Teno retrouve ici son regard scrutateur et cette juste distance où il s’implique par son commentaire mais sait se faire spectateur et témoin d’un processus qu’il lui est donné de saisir sans qu’il l’ait organisé. Comme dans Chef ! ou Voyage au pays, il attrape la réalité au vol, agrippe la chance qui le fait témoin comme un reporter sait déclencher sa caméra quand il flaire le sujet.
En vieux militant, il s’intéresse aux structures d’intérêt, aux règles socio-économiques : dans l’ouest du Cameroun, les femmes ne possèdent pas la terre et ne deviennent copropriétaires qu’en se mariant. Même et surtout en polygamie, on ne se marie pas par amour mais pour acquérir un titre foncier, une assurance-vie.

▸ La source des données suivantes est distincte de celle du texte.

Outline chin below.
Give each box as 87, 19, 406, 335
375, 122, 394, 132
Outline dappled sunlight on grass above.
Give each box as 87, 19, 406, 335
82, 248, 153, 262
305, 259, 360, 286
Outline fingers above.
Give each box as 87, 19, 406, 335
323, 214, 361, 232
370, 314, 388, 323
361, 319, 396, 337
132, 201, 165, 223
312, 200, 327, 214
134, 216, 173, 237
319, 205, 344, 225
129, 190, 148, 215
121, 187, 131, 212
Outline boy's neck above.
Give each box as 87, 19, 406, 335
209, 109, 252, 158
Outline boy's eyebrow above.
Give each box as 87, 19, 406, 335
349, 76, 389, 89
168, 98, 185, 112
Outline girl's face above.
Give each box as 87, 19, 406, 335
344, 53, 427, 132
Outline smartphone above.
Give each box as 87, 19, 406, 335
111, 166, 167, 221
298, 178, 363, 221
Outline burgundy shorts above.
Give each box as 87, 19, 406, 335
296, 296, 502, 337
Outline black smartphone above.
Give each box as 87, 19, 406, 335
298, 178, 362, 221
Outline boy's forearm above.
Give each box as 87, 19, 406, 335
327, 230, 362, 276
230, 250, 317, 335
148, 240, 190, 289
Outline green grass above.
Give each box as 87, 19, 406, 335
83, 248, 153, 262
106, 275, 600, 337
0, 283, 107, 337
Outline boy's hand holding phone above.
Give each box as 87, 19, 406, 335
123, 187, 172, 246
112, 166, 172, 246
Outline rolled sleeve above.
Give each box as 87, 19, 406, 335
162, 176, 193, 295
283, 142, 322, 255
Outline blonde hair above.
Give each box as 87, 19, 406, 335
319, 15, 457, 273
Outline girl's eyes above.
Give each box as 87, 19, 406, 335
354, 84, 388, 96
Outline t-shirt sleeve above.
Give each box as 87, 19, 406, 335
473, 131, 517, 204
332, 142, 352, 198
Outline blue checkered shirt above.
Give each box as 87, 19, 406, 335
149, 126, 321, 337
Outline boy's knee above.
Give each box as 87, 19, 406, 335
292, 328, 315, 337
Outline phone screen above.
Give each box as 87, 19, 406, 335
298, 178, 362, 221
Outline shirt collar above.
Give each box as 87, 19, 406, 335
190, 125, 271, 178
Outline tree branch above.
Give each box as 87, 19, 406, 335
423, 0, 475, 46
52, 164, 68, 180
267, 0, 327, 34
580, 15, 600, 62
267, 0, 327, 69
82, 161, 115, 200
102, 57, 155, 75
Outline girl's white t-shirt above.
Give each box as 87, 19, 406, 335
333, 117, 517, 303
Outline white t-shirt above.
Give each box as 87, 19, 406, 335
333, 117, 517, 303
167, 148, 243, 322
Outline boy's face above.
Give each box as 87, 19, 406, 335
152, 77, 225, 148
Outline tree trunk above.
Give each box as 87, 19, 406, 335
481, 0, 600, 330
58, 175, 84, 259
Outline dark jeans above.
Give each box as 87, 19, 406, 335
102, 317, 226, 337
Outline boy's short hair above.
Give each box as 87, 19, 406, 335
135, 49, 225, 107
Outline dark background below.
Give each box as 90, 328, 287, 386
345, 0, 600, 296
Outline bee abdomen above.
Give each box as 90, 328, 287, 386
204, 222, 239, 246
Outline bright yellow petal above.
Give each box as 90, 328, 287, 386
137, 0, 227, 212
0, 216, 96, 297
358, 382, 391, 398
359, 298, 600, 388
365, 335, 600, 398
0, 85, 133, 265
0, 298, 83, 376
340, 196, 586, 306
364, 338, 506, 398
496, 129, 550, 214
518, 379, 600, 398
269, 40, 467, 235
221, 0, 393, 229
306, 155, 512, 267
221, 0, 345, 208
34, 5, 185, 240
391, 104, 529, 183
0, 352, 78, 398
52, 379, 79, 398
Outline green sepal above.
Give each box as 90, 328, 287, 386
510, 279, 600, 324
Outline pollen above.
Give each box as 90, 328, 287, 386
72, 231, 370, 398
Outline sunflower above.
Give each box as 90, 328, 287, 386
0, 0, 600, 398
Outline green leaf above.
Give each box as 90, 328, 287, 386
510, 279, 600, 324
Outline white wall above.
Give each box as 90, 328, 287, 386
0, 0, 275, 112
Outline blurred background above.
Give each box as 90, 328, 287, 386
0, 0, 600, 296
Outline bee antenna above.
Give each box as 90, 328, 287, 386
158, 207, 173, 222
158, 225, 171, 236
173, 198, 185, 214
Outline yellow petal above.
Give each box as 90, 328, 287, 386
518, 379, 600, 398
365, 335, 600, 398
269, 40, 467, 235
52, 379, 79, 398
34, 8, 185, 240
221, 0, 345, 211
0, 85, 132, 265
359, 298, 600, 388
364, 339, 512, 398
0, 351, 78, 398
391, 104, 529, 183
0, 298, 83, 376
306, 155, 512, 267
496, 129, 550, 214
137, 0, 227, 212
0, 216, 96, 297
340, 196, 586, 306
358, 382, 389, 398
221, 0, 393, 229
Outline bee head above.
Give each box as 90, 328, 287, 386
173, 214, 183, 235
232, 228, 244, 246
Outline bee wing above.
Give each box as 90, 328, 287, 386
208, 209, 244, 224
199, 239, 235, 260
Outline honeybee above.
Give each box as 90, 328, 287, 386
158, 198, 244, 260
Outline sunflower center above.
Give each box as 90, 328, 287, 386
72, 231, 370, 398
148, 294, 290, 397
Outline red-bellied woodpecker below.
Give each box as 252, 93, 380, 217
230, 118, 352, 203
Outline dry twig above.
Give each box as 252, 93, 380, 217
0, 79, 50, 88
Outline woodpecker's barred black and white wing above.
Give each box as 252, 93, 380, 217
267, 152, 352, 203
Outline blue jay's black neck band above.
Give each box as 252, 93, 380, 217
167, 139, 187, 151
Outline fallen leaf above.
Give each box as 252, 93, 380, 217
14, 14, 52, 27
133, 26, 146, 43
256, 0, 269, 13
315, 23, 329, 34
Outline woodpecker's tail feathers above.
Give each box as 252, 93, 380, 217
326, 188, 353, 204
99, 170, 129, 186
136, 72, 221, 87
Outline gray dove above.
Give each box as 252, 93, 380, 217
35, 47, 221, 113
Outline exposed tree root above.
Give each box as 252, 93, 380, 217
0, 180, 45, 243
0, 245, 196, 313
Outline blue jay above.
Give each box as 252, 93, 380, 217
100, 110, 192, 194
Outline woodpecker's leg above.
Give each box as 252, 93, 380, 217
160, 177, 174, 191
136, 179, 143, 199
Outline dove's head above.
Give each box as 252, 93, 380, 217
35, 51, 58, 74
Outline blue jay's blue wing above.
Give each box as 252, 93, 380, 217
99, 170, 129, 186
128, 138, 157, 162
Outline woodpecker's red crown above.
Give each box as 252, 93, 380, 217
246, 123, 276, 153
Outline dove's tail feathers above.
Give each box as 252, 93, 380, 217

La deuxième épouse modifie le rapport de force et redonne du pouvoir à la mère d’Alex, appelée à arbitrer et régir.
Parti d’une simple invitation à filmer le mariage d’un ami, Teno construit ainsi un véritable réquisitoire contre l’hypocrisie et l’inégalité entre hommes et femme. D’une simple anecdote en pays bamiléké, son film devient ainsi une passionnante et édifiante initiation.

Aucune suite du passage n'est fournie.